The main opinion notes Indiana continues to chart a middle ground in this area, and that since Stanley was decided, six states have precluded the admission of discounted reimbursements altogether, while two states have held that only the discounted amount paid for services be admitted. Two other states have followed Indiana’s path of allowing both into evidence.

“We continue to believe this middle ground not only represents the ‘fairest approach’ … but also honors our deep, abiding faith in the jury system,” Slaughter wrote.

Meanwhile, Justice Robert Rucker wrote a concurrence joined by Justice Steven David that aligned with the rationale of the outcome but expressed his continued disagreement with the ruling in Stanley.
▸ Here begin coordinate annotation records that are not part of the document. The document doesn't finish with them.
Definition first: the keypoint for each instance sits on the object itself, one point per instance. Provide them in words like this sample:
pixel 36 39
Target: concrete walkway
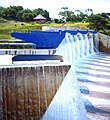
pixel 93 74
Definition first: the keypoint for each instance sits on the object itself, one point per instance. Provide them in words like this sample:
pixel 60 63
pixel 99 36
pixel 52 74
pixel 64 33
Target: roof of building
pixel 40 17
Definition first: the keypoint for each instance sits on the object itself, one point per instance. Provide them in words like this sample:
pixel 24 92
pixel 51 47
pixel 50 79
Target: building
pixel 40 19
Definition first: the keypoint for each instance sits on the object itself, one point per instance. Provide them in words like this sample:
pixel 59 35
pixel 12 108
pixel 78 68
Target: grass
pixel 6 27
“I write separately however because I continue to believe Stanley was wrongly decided,” he wrote, citing a dissent he joined written by retired Justice Brent Dickson. “More to the point, Indiana’s collateral source statute [I.C. § 34-44-1-2(c)] could not be any clearer. It precludes admission into evidence of, among other things, ‘payments made by: i) the state or the United States; or ii) any agency, instrumentality, or subdivision of the state or the United States ...' Payments made by HIP — a federal/state government program — unquestionably fall within this prohibition. A contrary reading endorsed by Stanley and reaffirmed today simply cannot be reconciled with the collateral source statute.”

But Rucker noted neither party nor multiple amici aligned with either side in this case asked the court to reconsider Stanley, and that the Legislature has not amended the collateral source statute in a way that disapproves of the court’s interpretation.